The accurate calculations and simulations indicate that it is possible to irradiate my body without exceeding the allowable limit on the heart. The radiation oncologist showed me the images with colored lines that, like geographic contours on a map, indicate how much stress each part of my body will be under. My sternum is going to get a high dose of radiation, the rest a lower one. A piece of my lungs will unfortunately also break as well as a piece of my skin. With the first, one seems to be able to live well and the second fortunately recovers itself.
The therapy can be given in my local hospital, so luckily I don’t have to travel for five or six weeks to one of the three hospitals in our country where proton therapy is given. Also great news for my cats.
The hard treatment table has already been precisely adjusted to my body and I seem to be able to sustain it long enough to lie with my arms slightly above my head. That was a challenge because the skin of the armpit on the side of the amputated breast is still under considerable tension since the surgeon had stitched it together forcibly. Physiotherapy is therefore now focusing on creative stretching exercises. I have also been instructed to train at home to be able to hold my breath for a long time in this position, so that the air in my lungs forms an extra buffer between the radiation and my heart. In my mind I sing the two verses of the Wilhelmus (our nation anthem) at a respectful tempo that I have learned by heart since childhood. I am often allowed to exhale somewhere in the second (for those who had the same Christian childhood, you know that it concerns of course verse number six).

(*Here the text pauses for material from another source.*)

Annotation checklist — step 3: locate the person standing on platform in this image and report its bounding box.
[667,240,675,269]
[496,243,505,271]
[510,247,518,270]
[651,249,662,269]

The first therapy (of five weeks) will start next Tuesday afternoon and I hope to be able to complete it just before New Year’s Eve. The second, extra high dose, radiation (for my vertebra) will be given in the new year and a new calculation will be made for this radiation.
All in all, an intensive process with daily hospital visits. I hope (and expect) that the medical imaging and radiation experts will not be snatched away to help in the ICUs for the treatment of people who have not wanted to be vaccinated (Covid-19), but do like to be treated when they get sick.